Effect of the LNM model of PDC gastric cancer patients in the training group: Among the 7 algorithm models, the highest accuracy rate was that of GBDT (0.955); The AUC values for the 7 algorithms were, from high to low, XGB (0.881), RF (0.802), GBDT (0.798), LR (0.778), XGB + LR (0.739), RF + LR (0.691) and GBDT + LR (0.626). Among the 7 algorithms, GBDT’s MSE was the lowest (0.045) and LR was the highest (0.054) (see Table 2 and Fig. 3).
Table 2.
Training | Test | |||||
---|---|---|---|---|---|---|
Accuracy | AUC | MSE | Accuracy | AUC | MSE | |
RF | 0.947 | 0.802 | 0.053 | 0.949 | 0.765 | 0.051 |
GBDT | 0.955 | 0.798 | 0.045 | 0.946 | 0.788 | 0.054 |
XGB | 0.949 | 0.881 | 0.051 | 0.952 | 0.762 | 0.048 |
LR | 0.946 | 0.778 | 0.054 | 0.946 | 0.750 | 0.054 |
RF + LR | 0.947 | 0.691 | 0.053 | 0.949 | 0.678 | 0.051 |
GBDT + LR | 0.947 | 0.626 | 0.053 | 0.949 | 0.650 | 0.051 |
XGB + LR | 0.951 | 0.739 | 0.049 | 0.946 | 0.619 | 0.054 |
Results of the LNM model of PDC gastric cancer patients in test group: Among the 7 algorithmic models, XGB had the highest accuracy rate (0.952); Among the 7 algorithms, the AUC values, from high to low, were GBDT (0.788), RF (0.765), XGB (0.762), LR (0.750), RF + LR (0.678), GBDT + LR (0.650) and XGB + LR (0.619). XGB had the lowest MSE (0.048) (see Table 2 and Fig. 4).
Discussion
At present, research has focused on minimally invasive surgery that can maintain postoperative patient survival rates. The goal is to minimize surgical injury with safe and effective operating procedures, so that patients can enjoy higher quality of life15,16. The incidence of lymph node metastasis has been reported to be between 2.2 and 4.2% for intramucosal (T1a) primary gastric adenocarcinoma, and between 9.4 and 16.1% for early (T1) primary gastric adenocarcinoma10,12. Our findings suggest that 5.2% of patients with poorly differentiated-type intramucosal gastric cancer develop lymph node metastases. This is consistent with previous findings. Furthermore, the results of this study indicate that the Gbdt machine learning algorithm yields the first 3 factors that account for the weight of lymph node metastasis: number of resected nodes, lymphovascular invasion and tumor size. At the same time, single machine learning algorithm can predict LNM in poorly differentiated-type intramucosal gastric cancer, but fusion algorithm can not improve the effect of machine learning in predicting LNM.

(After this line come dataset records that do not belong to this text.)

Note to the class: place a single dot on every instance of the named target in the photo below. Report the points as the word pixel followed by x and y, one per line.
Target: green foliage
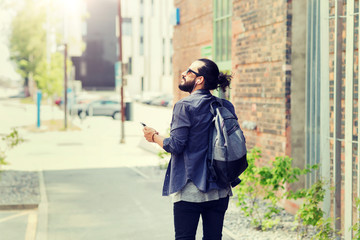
pixel 27 48
pixel 264 184
pixel 49 76
pixel 10 141
pixel 356 226
pixel 310 213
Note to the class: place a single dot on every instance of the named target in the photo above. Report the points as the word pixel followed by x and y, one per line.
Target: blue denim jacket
pixel 188 143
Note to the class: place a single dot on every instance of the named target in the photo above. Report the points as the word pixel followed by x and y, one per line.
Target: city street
pixel 92 187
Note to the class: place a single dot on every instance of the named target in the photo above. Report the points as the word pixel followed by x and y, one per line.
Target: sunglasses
pixel 192 71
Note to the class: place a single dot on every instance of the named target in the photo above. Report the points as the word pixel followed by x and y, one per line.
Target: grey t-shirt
pixel 190 193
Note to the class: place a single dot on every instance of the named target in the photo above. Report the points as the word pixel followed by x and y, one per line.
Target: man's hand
pixel 149 133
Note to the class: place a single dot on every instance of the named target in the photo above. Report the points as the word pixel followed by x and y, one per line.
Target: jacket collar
pixel 201 92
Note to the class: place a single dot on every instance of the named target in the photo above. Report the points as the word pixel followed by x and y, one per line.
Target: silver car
pixel 101 108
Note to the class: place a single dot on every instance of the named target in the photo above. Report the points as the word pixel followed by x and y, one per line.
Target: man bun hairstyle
pixel 213 77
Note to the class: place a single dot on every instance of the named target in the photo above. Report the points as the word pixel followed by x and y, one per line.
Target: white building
pixel 147 45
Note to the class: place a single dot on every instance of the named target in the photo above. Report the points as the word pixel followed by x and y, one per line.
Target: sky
pixel 7 69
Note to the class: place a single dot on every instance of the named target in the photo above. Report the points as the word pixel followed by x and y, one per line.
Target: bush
pixel 264 184
pixel 10 141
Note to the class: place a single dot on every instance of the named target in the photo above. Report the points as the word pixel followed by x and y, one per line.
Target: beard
pixel 187 86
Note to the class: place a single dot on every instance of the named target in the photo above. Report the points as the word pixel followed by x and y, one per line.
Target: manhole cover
pixel 69 144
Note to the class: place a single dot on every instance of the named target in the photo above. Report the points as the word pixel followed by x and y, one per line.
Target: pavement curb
pixel 18 207
pixel 42 227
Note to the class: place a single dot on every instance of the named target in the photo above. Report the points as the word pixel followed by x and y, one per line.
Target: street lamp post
pixel 122 140
pixel 65 85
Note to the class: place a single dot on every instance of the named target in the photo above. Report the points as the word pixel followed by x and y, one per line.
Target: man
pixel 187 177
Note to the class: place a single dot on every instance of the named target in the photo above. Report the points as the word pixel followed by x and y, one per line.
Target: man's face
pixel 188 77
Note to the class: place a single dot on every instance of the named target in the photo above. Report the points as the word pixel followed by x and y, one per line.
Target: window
pixel 126 26
pixel 141 46
pixel 163 50
pixel 222 37
pixel 130 66
pixel 222 30
pixel 171 54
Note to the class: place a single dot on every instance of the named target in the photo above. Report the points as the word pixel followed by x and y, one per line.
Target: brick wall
pixel 261 86
pixel 260 42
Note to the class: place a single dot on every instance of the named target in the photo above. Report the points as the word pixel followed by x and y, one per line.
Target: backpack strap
pixel 217 101
pixel 213 106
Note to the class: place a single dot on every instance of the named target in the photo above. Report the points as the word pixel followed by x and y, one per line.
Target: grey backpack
pixel 227 149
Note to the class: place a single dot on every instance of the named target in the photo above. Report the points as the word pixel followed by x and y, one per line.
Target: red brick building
pixel 295 85
pixel 258 40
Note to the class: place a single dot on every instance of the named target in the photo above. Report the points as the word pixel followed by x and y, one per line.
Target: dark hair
pixel 213 77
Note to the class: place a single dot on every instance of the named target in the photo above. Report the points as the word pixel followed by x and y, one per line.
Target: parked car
pixel 102 107
pixel 163 100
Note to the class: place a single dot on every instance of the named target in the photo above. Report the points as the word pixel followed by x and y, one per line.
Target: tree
pixel 28 35
pixel 49 76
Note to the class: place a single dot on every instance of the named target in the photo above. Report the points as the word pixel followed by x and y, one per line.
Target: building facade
pixel 295 86
pixel 147 45
pixel 95 67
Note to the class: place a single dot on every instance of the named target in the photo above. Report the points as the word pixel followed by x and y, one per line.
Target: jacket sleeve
pixel 179 131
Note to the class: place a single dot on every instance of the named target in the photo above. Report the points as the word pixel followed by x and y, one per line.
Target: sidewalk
pixel 105 152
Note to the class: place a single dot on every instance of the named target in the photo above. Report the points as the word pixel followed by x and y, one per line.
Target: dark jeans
pixel 187 214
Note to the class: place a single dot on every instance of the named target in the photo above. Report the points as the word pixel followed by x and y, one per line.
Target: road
pixel 92 186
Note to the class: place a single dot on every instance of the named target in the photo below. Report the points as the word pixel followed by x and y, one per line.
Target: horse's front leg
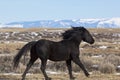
pixel 79 63
pixel 69 66
pixel 43 67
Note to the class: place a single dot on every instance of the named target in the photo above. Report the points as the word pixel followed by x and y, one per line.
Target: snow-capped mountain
pixel 88 23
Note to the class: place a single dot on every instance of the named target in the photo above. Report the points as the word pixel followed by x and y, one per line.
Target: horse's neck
pixel 75 41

Many clinical pathological factors related to LNM in early gastric cancer have been studied17,18. A large sample study in the United States showed that tumor stage, pathological type, and tumor size are independent predictors of LNMin early gastric cancer19. Chen et al. have concluded that tumor diameter ≥ 3 cm, whether it is pathological or low-differentiation type, whether it is mixed adenocarcinoma or signet ring cell carcinoma, tumor infiltration into the submucosa, and vascular invasion are independent risk factors for LNM20. Our results corroborate this view.

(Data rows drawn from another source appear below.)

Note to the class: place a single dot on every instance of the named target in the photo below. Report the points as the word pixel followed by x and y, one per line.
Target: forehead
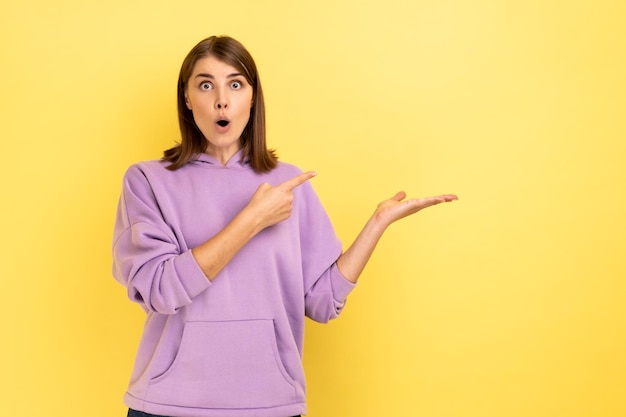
pixel 215 67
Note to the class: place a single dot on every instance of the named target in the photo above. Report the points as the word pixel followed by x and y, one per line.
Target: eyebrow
pixel 203 75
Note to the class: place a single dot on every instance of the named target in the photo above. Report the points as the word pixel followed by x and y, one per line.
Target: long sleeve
pixel 325 288
pixel 158 272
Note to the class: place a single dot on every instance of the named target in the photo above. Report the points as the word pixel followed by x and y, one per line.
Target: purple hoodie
pixel 233 346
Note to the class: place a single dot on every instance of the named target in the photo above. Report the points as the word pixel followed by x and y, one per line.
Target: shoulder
pixel 145 173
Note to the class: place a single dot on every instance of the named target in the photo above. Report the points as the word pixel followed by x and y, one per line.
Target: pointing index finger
pixel 298 180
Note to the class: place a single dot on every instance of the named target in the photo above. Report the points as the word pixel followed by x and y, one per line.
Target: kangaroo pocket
pixel 226 364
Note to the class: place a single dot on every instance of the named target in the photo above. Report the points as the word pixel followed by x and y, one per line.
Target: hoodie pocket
pixel 225 364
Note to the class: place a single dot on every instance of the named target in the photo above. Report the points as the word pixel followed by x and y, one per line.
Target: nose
pixel 222 100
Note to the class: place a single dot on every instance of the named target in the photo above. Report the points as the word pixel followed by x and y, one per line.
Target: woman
pixel 227 250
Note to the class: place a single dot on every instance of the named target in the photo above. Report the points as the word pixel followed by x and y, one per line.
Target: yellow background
pixel 509 302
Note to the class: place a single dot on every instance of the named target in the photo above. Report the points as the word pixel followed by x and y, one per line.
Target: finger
pixel 298 180
pixel 400 195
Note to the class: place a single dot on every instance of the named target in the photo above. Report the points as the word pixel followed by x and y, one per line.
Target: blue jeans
pixel 135 413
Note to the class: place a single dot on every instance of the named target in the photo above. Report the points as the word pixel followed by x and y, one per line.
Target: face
pixel 220 99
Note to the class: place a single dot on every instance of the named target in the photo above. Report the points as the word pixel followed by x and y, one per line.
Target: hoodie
pixel 232 346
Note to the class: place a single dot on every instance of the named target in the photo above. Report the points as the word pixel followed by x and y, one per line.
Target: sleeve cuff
pixel 340 284
pixel 192 278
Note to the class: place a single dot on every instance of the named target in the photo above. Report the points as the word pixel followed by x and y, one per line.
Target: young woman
pixel 227 250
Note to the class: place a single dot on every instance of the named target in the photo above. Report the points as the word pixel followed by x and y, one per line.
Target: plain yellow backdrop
pixel 509 302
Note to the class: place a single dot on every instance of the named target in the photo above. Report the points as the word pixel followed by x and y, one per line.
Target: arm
pixel 148 259
pixel 352 262
pixel 269 205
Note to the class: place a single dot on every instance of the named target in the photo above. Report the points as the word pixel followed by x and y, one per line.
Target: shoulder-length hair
pixel 253 141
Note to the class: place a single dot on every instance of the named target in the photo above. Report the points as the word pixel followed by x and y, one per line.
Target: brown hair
pixel 231 52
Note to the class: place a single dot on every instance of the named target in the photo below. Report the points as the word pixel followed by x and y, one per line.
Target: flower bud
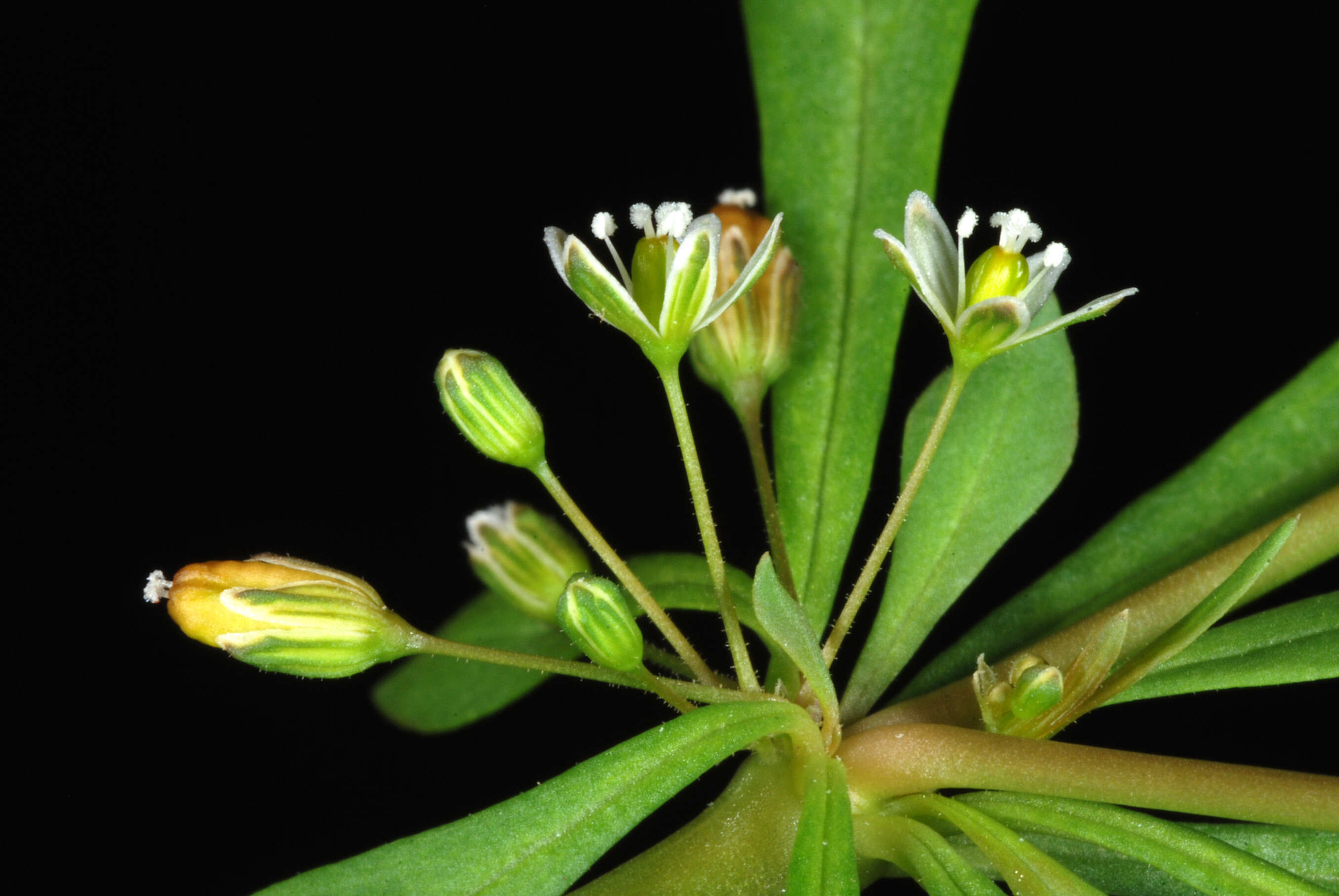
pixel 524 556
pixel 287 615
pixel 1038 689
pixel 489 409
pixel 595 615
pixel 748 347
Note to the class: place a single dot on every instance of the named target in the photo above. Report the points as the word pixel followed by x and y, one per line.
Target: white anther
pixel 603 225
pixel 640 217
pixel 745 199
pixel 967 224
pixel 672 219
pixel 1017 230
pixel 157 587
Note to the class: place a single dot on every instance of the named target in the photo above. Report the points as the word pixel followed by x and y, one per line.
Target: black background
pixel 236 260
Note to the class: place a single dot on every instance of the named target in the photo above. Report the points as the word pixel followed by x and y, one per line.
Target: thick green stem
pixel 750 417
pixel 895 520
pixel 423 643
pixel 898 760
pixel 614 562
pixel 710 544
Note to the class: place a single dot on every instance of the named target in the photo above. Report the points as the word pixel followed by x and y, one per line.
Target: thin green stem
pixel 895 520
pixel 750 417
pixel 896 760
pixel 423 643
pixel 621 570
pixel 710 544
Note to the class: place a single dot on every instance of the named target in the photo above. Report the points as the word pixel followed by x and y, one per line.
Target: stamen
pixel 640 216
pixel 603 225
pixel 672 219
pixel 967 224
pixel 745 199
pixel 1017 230
pixel 157 587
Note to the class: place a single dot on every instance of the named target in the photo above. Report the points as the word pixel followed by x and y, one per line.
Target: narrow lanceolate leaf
pixel 1276 457
pixel 1006 449
pixel 1199 620
pixel 789 629
pixel 1192 857
pixel 823 861
pixel 921 854
pixel 1298 642
pixel 434 694
pixel 539 843
pixel 844 63
pixel 1023 867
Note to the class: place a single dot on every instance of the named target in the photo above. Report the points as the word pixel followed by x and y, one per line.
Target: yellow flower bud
pixel 287 615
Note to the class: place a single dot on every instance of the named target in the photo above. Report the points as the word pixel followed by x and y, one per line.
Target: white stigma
pixel 640 217
pixel 603 225
pixel 157 587
pixel 745 199
pixel 1017 230
pixel 672 219
pixel 967 224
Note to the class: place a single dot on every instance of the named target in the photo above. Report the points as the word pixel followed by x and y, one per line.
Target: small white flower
pixel 986 323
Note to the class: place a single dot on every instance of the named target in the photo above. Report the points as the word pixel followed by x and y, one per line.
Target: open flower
pixel 989 309
pixel 670 292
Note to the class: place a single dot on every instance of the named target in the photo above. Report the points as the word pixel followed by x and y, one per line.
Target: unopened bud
pixel 748 347
pixel 1038 689
pixel 595 615
pixel 524 556
pixel 489 409
pixel 287 615
pixel 995 274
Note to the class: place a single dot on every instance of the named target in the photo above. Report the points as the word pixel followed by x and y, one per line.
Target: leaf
pixel 880 78
pixel 823 861
pixel 1298 642
pixel 540 842
pixel 1189 856
pixel 1023 867
pixel 1007 447
pixel 1278 456
pixel 1199 620
pixel 785 622
pixel 436 694
pixel 923 854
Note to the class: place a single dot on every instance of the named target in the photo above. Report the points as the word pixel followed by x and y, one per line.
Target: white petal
pixel 903 262
pixel 930 243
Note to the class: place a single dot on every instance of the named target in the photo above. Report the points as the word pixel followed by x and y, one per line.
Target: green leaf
pixel 1007 447
pixel 434 694
pixel 789 629
pixel 1298 642
pixel 540 842
pixel 823 861
pixel 923 854
pixel 1199 620
pixel 1192 857
pixel 879 77
pixel 1278 456
pixel 1023 867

The Japanese gastric cancer assistance group noted that the LNM rate was low for tumors > 2 cm in diameter, patients with no ulcers, tumors ≤ 3 cm in diameter, and differentiated intramucosal cancers with ulcers. This could serve as an absolute indication for ESD21. Pokala et al. concluded that early intramucosal gastric cancer with tumor diameter < 4 cm has a low risk of LNM, and can be locally resected22. This is consistent with the results of our study. Our results corroborate this view.
Submucosal cancers have a higher rate of LNM than intramucosal cancers. Furthermore, they may be rich in capillaries in the submucosa of the gastric wall, which are usucaptible to cancer cell invasion23,24. Studies have shown a high rate of LNM in undifferentiated early gastric cancer25. As the tumor grows, the invasion deepens and the LNM rate increases. The LNM rate has been shown to be associated with lymphangitic tumor thrombus26. Female patients with early gastric cancer are more likely to develop lymph node metastases than males. This is presumably related to endogenous estrogen levels27. Another study has shown that low differentiation, infiltration into the submucosa, large tumors, and venous or lymphatic invasion are independent risk factors for LNM28. These findings are also corroborated by our findings.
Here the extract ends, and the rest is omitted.